FLORETTA D. McKENZIE, superintendent of the Washington school system, took to the podium of a recent League of Women Voters meeting to campaign against the school tax credit proposal that will appear on the ballot Tuesday. The proposal, which would allow a $1,200-per-pupil D.C. income tax credit for expenses at either public or private schools, has been attacked as a drain on the city's treasury and a threat to the public schools. McKenzie raised the question to even loftier heights:

Saying she felt like a "prime minister needing a vote of confidence," she told her audience: "Give public education a vote of confidence for the whole nation to see."

But the issue is not, as the opponents of the tax credit would have voters believe, whether Americans believe in public education. Public education that will enable the citizenry to reason through the complicated questions of government and society is intrinsic to a democracy, and Americans have had a longstanding commitment to it. The issue is public education in Washington.

Were the city's schools educating its children, there would be no call for a tax credit. But the state of public education in Washington is shameful. For years the schools have been plagued by discipline problems. The system has been repeatedly disrupted and embarrassed by its leadership. Only last year did the schools reinstitute a policy of holding back children who were not prepared for the next level.

The cost has been tragic to generations of children. One-seventh of the children from grades one through three failed to meet promotion standards last June. The SAT scores of older students -- scores chiefly designed to measure reasoning ability -- have averaged 200 points below the average for the United States and 250 points below the average for Washington's suburbs. One-fourth of the older teen-agers can't get jobs. How did the parents let the education of their children come to such a state?

Part of the answer is that parents of nearly 17,000 children have put their children in private schools. And it has cost a lot of money -- up to $4,300 in tuition per child. At the same time that these parents are forking over tuition to ensure that their kids can read and write and have some acquaintance with the fundamentals of reasoning, they are subsidizing a system that has proved itself largely incapable of doing the same for children who can't get out of it. Is it any wonder that a movement to help the schools that are doing the job should arise?

The wonder is that something of this sort hasn't happened before.
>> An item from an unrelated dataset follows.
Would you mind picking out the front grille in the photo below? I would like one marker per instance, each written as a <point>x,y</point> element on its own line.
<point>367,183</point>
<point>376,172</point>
The wonder of it is that parents who have children who can't get out of the schools haven't taken to the classrooms and the auditoriums and the school board offices to demand discipline in the classes and teachers who can teach. The wonder of it is that they aren't demanding that their kids get enough homework so they can learn.

In a recent column in The Washington Post, Jessica Tuchman Matthews cited national statistics that ought to raise the hair of anyone wondering how we are educating our youth: 75 percent of last year's graduating seniors throughout the nation reported spending less than five hours a week on homework, while 26 percent of them reported spending more than four hours a day watching television. This is a city whose students fall hundreds of points below the national average. What would the figures be here? And what are the parents doing about it?

The tax credit issue has set people thinking about public schools here in a way that hasn't happened in years. Hundreds of thousands of dollars are being spent by both sides in the debate. The Board of Trade, which rarely takes a stand on such issues, has come out against it. Suburban school superintendents, buying the argument that public education as a whole is threatened, have joined in an unprecendented show of unity with D.C. officials.

That a tax credit proposal is on the ballot is a measure of how confidence in Washington's public education has eroded. The school board, the superintendent, the teachers and bureaucrats who run the schools and the politicians who control the budget ought to be shaking. The parents ought to be taking a hard look at what they are doing: Are they backing up the schools when it comes to discipline? Are they going to PTA meetings and back-to-school nights and attending parent-teacher conferences and taking away privileges when poor report cards come home? And are they going to vote in school board elections for people who will support the educational consensus that seems to be emerging from the superintendent's office rather than for people who will disrupt it?

The tax credit proposal has provided a healthy jolt to a system that has done such a negligent job of preparing its young people for the responsibilities of citizenship. If the initiative should fail, the most tragic outcome of all would be for those who are responsible for good public education here to celebrate it as a vote of confidence in the job they are doing.